A lone advocate asserts that demand response is getting a raw deal in the U.K.

The United Kingdom’s new capacity market is meant to lower electricity prices by encouraging competition and new generation. But it will actually do just the opposite, according to Tempus Energy, a startup energy retailer that has brought an appeal in the European General Court against the capacity market on the grounds that it is unfair.

“The mind boggles that you could put this together,” said Sara Bell, CEO of Tempus Energy, who represented demand-side interests in the working group for the capacity market.

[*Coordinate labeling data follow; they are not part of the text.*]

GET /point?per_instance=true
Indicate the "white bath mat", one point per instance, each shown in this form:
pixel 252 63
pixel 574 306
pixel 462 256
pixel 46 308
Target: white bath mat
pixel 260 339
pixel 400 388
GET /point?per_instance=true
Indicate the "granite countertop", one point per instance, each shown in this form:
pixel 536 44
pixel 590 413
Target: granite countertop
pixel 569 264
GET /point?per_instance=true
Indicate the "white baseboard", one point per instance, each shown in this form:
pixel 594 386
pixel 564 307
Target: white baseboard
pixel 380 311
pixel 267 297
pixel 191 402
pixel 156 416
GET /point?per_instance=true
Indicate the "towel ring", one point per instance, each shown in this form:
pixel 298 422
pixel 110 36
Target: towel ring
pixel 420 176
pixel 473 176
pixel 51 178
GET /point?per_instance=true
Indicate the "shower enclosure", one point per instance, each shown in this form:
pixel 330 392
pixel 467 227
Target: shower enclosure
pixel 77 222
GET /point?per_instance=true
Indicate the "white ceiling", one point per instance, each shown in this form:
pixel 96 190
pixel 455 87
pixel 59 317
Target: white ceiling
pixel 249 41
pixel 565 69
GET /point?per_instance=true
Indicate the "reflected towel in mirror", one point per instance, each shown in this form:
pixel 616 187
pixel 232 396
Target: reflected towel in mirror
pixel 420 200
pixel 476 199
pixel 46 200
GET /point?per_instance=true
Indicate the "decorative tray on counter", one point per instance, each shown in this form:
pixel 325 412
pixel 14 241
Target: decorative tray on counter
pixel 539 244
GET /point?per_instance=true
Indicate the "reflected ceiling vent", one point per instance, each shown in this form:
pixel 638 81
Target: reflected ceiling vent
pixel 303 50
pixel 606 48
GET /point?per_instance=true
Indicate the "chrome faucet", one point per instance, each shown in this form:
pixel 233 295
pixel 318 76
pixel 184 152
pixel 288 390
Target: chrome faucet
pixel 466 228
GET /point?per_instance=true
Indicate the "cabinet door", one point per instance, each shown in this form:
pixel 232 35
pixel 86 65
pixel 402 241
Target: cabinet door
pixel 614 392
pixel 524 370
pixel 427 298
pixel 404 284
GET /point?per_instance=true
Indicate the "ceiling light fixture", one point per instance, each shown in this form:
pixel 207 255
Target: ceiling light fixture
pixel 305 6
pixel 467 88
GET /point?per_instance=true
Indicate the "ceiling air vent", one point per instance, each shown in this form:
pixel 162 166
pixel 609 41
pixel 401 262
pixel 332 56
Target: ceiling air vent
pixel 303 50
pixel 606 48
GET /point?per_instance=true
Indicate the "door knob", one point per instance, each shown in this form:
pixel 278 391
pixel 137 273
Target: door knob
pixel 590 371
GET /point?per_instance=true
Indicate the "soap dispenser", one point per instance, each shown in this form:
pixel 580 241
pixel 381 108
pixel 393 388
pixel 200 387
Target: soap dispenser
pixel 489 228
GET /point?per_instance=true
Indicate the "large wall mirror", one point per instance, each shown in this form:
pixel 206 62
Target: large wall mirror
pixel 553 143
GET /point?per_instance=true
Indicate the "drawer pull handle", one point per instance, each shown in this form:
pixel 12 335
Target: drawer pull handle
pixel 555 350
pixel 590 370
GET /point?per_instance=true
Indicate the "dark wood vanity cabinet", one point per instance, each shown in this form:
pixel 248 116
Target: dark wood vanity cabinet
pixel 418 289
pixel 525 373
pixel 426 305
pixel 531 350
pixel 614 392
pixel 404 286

Although she did have a spot at the negotiating table, Bell says that she was sole representative of the U.K. Demand Response Association and demand-side resources. The remainder of the working group consisted of traditional generators.

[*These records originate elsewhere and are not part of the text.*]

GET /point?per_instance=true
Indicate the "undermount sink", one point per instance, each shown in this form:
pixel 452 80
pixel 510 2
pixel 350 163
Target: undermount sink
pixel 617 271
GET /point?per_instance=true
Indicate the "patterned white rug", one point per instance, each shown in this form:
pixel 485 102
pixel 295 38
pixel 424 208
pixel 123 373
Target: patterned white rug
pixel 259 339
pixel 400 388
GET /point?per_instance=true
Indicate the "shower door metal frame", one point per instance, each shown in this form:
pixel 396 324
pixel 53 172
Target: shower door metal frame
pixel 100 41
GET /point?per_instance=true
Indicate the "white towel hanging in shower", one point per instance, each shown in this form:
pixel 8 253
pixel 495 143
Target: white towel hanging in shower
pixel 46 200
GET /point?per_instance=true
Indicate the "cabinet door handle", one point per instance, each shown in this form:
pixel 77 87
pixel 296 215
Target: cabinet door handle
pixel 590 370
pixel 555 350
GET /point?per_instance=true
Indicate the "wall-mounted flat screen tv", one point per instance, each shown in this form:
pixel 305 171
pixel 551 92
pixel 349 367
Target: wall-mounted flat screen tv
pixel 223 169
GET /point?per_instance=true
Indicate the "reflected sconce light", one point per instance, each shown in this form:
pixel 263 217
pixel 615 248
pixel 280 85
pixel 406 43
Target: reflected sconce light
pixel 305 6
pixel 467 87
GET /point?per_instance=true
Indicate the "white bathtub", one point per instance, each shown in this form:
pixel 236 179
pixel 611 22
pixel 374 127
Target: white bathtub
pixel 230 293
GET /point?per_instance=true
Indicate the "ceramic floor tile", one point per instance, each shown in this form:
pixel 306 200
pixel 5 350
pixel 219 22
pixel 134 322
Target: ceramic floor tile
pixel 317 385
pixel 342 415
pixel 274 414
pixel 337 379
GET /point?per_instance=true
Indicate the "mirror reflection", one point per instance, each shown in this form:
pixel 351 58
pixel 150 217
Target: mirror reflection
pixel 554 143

Demand response is used much less in the U.K. and Europe than it is in the U.S. Most demand-side resources in Europe are used for ancillary services, such as frequency regulation, rather than for shifting peak load when the grid is under pressure.

European grids tend to be more strained in winter, rather than in summertime, as in the U.S. However, capacity is increasingly needed for production shortfalls when renewable energy plants stop producing power. The U.K. and other countries are increasingly looking at capacity markets, so the need to get it right in the U.K. before other markets are built is imperative, said Bell.

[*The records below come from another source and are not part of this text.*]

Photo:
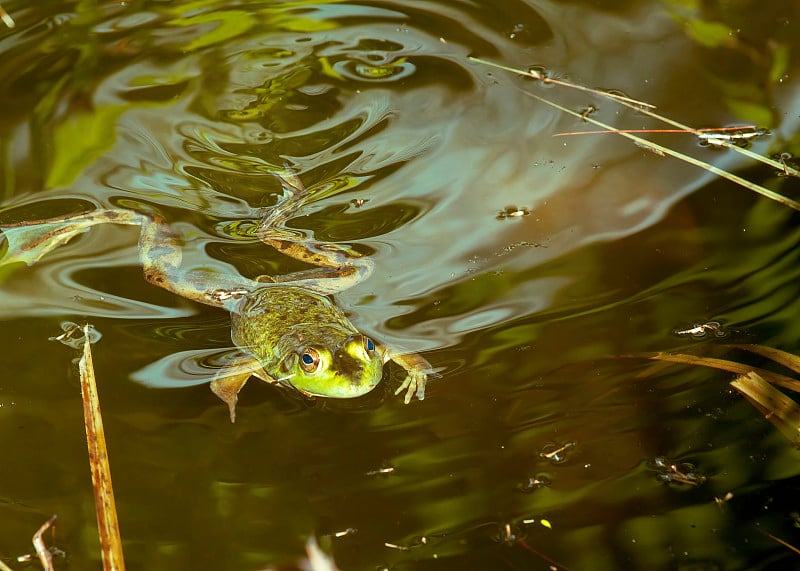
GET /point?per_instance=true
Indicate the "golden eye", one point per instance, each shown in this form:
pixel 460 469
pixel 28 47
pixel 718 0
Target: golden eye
pixel 309 360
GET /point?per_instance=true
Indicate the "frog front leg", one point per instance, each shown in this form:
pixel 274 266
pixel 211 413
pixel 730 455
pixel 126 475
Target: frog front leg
pixel 231 379
pixel 417 369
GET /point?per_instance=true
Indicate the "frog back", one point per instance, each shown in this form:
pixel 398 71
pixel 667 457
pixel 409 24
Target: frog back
pixel 262 319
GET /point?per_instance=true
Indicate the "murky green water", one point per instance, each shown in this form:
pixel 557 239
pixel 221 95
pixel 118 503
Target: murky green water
pixel 187 107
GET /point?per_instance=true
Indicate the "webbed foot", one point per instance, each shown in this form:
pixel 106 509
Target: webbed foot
pixel 417 368
pixel 229 380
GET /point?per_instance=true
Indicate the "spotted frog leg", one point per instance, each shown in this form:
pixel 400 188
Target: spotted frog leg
pixel 159 253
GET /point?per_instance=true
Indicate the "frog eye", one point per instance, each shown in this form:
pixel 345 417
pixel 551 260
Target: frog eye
pixel 309 360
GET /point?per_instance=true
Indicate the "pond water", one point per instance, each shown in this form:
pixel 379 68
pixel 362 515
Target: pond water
pixel 535 447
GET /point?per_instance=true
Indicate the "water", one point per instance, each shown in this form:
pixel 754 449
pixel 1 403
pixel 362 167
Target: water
pixel 188 107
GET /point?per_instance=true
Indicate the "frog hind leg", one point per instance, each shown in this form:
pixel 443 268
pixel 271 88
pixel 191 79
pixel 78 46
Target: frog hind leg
pixel 159 253
pixel 231 379
pixel 338 267
pixel 29 241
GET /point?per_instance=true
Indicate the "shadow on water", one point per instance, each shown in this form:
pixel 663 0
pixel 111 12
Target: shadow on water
pixel 418 156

“This policy is about generation,” Bell said of the new capacity market. Tempus Energy argues that the capacity market will cost consumers more, not less, over the long term. In the first capacity auction, held in December, traditional generators won the lion’s share of the bids for about 50 gigawatts.

The U.K.’s Department of Energy and Climate Change, on the other hand, hailed the first auction as a success. “We are guaranteeing security at the lowest cost for consumers,” said Ed Davey, the U.K.'s Secretary of State for Energy and Climate Change. “We’ve done this by ensuring that we get the best out of our existing power stations and unlocking new investment in flexible plants.”

Other clean energy advocates have pushed back against the auction. Dave Jones, an analyst at pro-carbon-market nonprofit Sandbag, told the website Carbon Brief, “The capacity market looks more like a subsidy scheme to keep heavy polluters on-line, rather than a mechanism to encourage new investment.”

One reason demand response could not compete, argues Bell, is that demand-side resources were only allowed one-year contracts, compared to fifteen-year contracts available to traditional generation, primarily gas, coal and nuclear.

The events that will be called to shift load are open-ended. They could last for 30 minutes, or three hours, or an entire day. “They allow for participation,” said Bell, “but they make it very hard.”

Another issue, according to Tempus Energy, is that the novel market did not allow demand response resources to participate in the four-year and two-year auctions simultaneously.

Bell was able to secure the use of a dispatch signal during the negotiations. The alternative was to use a price as proxy, which would have been a far less sophisticated way to run the market.

Demand response will participate in the market as planned while the appeal goes through, which Bell said could take six to twelve months.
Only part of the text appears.